Ingrid: First, consider the reasons for the potential acquisition and whether the parties’ objectives can, in fact, be met. If a rural practice group is losing money and faced with closure, and a local hospital fears the loss of key specialists to meet specialized healthcare needs in their community, it may make sense for the hospital (or a related entity) to employ the physicians and their staff.
But consideration should be given to the financial projections for the acquired practice, and whether the professionals, once hired, will be culturally and professionally satisfied with their new positions as employees of a larger entity. Candid discussions about accreditation requirements, the use of hospital IT systems, staffing standards, and other practical elements of the practice should be discussed in great detail.
Secondly, consider the structure of the transaction. From a liability standpoint, an acquisition of assets, rather than stock, is generally preferable for the hospital. For Stark law, anti-kickback statute and tax-exemption reasons, the hospital should pay no more than fair market value for the assets and, in most cases, the value should be supported by a valuation opinion issued by a qualified valuation expert with healthcare experience. While there are some exceptions, generally only “hard” assets should be purchased.
Thirdly, we recommend that the valuation be conducted before any purchase price is determined. Once the valuation establishes a range of fair market value, the parties can negotiate within those parameters. It is also important to remember that any employment compensation (including benefits) must also fall within the range of fair market value. The uncertainty of certain arrangements under the Anti-Kickback Statute demands that performing due diligence on such arrangements becomes extremely important to understanding associated risk.
Due Diligence in Acquisition of Physician Practices
Due diligence of a physician practice and operations must also include a thorough review of compliance with state and federal health care statutes, rules and regulations. These include:
- Regulations related to health care billing, fraud and abuse,
- Patient privacy and information security regulations, and
- Licensing and employment practices.
Assess Compliance with Stark Law and the Anti-kickback Statute:
Key elements of federal law can limit the ability of physicians and hospitals to structure financial relationships. Under Medicare’s “anti-kickback” statutes, it is illegal for hospitals to offer physicians financial inducements to admit patients to their institutions or to order the hospitals’ services. This prohibition must be kept in mind in structuring directorships and practice or medical office rents, loans and all other financial relationships with physicians. But these prohibitions also extend to the hospital’s paying physicians more than fair market value for their own professional services as employees.
Compliance and legal personnel must work together closely in reviewing documents and asking questions about all financial arrangements with physicians. Prospective buyers must make sure that no regulatory issues exist in a physician practice or other entity being acquired.
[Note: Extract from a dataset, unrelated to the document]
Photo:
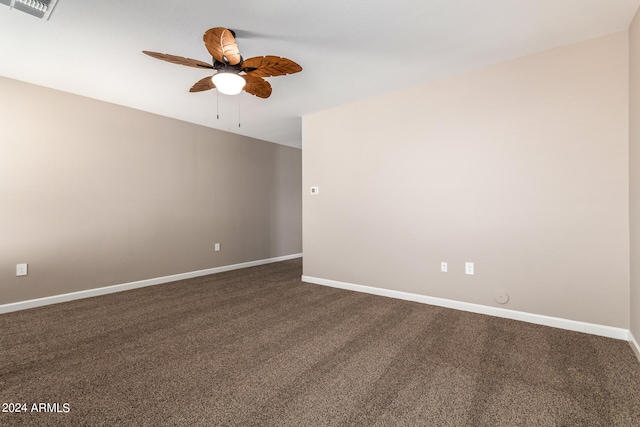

The parties must take the opportunity to address any risks during due diligence:
- Legal matters, including current ownership structure and tax status
- Financial matters, including billing and account receivable and internal control procedures
- Indebtedness, including business and personal loans guaranteed by the physician practice
- Regulatory matters
- Environmental matters
- Employee matters
The examples above show that there are a multiplicity of pitfalls! The risks and rewards are both numerous. Proceeding carefully and using experienced advisors will minimize the risks and maximize the rewards!